Andrew Foulds is driven by fairness.
"I have had huge opportunities. I've had opportunities for good schooling, good health care, good recreation," said the 41-year-old married father of three.
For the last eight years, Foulds has sat as the city councillor for the Current River ward and throughout his life has met many people without the same opportunities he has had.
That's why he's running as the NDP candidate in Thunder Bay-Superior North.
"It makes up my core that I think in this country, in this province more people should be happy," he said.
High post-secondary tuition, inaccessible health care in the north and people working multiple minimum-wage jobs to provide for their families are some of the issues Foulds sees plaguing the people in his riding.
"I see how tough it is out there and I want to be their champion," he said, adding his experience as a teacher and councillor have prepared him to be a provincial representative.
"I've got the fire to fight for them," he said.
The top issue Foulds has heard while canvassing is a loss of trust with elected officials over the eHealth, Ornge and gas plant scandals.
"People are angry and frustrated," he said. "I want to give people hope and faith."
People have also lost faith in the Ring of Fire and it's $2 billion of potential revenue.
Foulds does support developing the area, but only if revenue sharing with First Nations is ensured as well as making sure the benefits don't come at the expense of the environment.
"I have children.

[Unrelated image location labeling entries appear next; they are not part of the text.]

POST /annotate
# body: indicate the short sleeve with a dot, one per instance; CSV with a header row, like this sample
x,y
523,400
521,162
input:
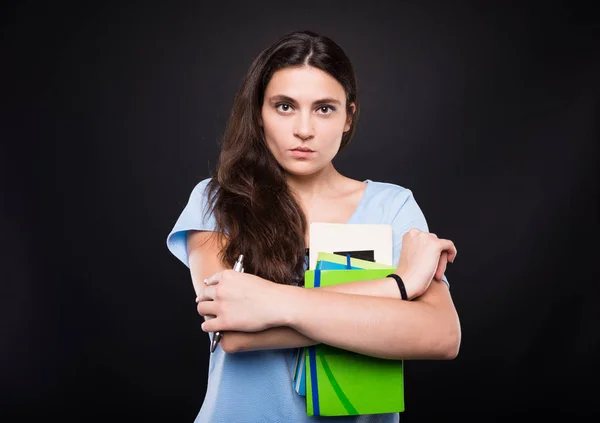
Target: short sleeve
x,y
408,215
195,216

I'm hopeful at some point I'll have grandchildren. I'm not interested in poisoning the land, the air or the water," he said.
The opportunity with the Ring of Fire is huge and Foulds said the consultation and revenue sharing negotiations should have happened years ago.
The north-side candidate is also supportive of the concept of the proposed event centre, but it needs to be a partnership between all levels of government.
"This legacy project costs a lot of dollars and will benefit this entire region. The city, the province and the country need to see that benefit and they need to invest," Foulds said.
The NDP platform includes 50 24-hour health clinics and the hiring of nurse practitioners to cut emergency wait times in half and Foulds said increased support for nutrition programs, physical and health education and dental health will make health care more efficient and cheaper in the long-run.